Our study is burdened with some limitations that should be acknowledged. Firstly, many included studies in our systematic review were of retrospective nature, which introduces inherent limitations such as potential selection bias and the inability to establish causal relationships. Additionally, the reliance on retrospective data may be associated with incomplete or missing information, leading to potential inaccuracies or inconsistencies in the results. Secondly, the studies included in our analysis were predominantly single-center studies, which may limit the generalizability of the findings.

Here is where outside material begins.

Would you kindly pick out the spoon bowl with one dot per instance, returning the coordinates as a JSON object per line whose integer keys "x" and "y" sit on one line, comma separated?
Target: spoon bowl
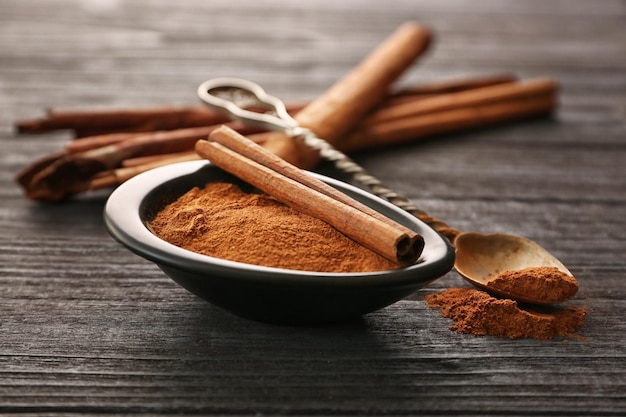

The results might have been influenced by specific patient populations, treatment protocols, or institutional practices. Thirdly, the factors associated with LVI in our meta-analyses are major prognostic factors for PCa aggressiveness itself. To establish the mechanisms behind LVI, it would be valuable to search for prognostic factors correlated with LVI, but not with a higher stage, grade, or other adverse pathological outcomes, in future studies.
In conclusion, our study has identified several preoperative clinical and pathological factors that correlate with LVI in PCa patients. These factors hold potential as predictive markers for the presence of LVI and may improve risk stratification and treatment planning. The association of LVI with worse outcomes, as demonstrated in previous studies, underscores the importance of predicting LVI to guide treatment decisions. Further research is warranted to validate our findings, investigate underlying mechanisms, and develop comprehensive risk stratification models that incorporate LVI as a predictive factor.

4. Materials and Methods

4.1. Search Strategy

Two review authors (J.K. and M.S.) independently performed a computerized systematic literature search of the PubMed, Embase, and Web of Science databases in June 2023. Only articles written in English with the full text available, without time limitations, were considered. The following terms and keywords were employed:
  • PubMed: ‘prostate cancer’ AND (‘microvascular invasion’ or ‘lymphovascular invasion’) using Medical Subject Headings (MeSH) terms;
  • Embase: (‘prostate cancer’/exp OR ‘prostate cancer’ OR ((‘prostate’/exp OR prostate) AND (‘cancer’/exp OR cancer))) AND (lymphovascular OR microvascular) AND invasion;
  • Web of Science: (ALL = (prostate cancer)) AND ALL = (lymphovascular invasion OR microvascular invasion).
The references of the relevant review articles were also manually screened to ensure that no additional eligible papers were inadvertently omitted.

4.2. Inclusion Criteria

All authors participated in the design of the search strategy and inclusion criteria. Our procedure for evaluating records identified during the literature search followed the Preferred Reporting Items for Systematic Reviews and Meta-analyses (PRISMA) criteria [57]. The study protocol was registered a priori on the International Prospective Register of Systematic Reviews (PROSPERO) with the registration number CRD42023389021. The final list of included articles was selected with the consensus of all collaborating authors, verifying that they met the inclusion criteria.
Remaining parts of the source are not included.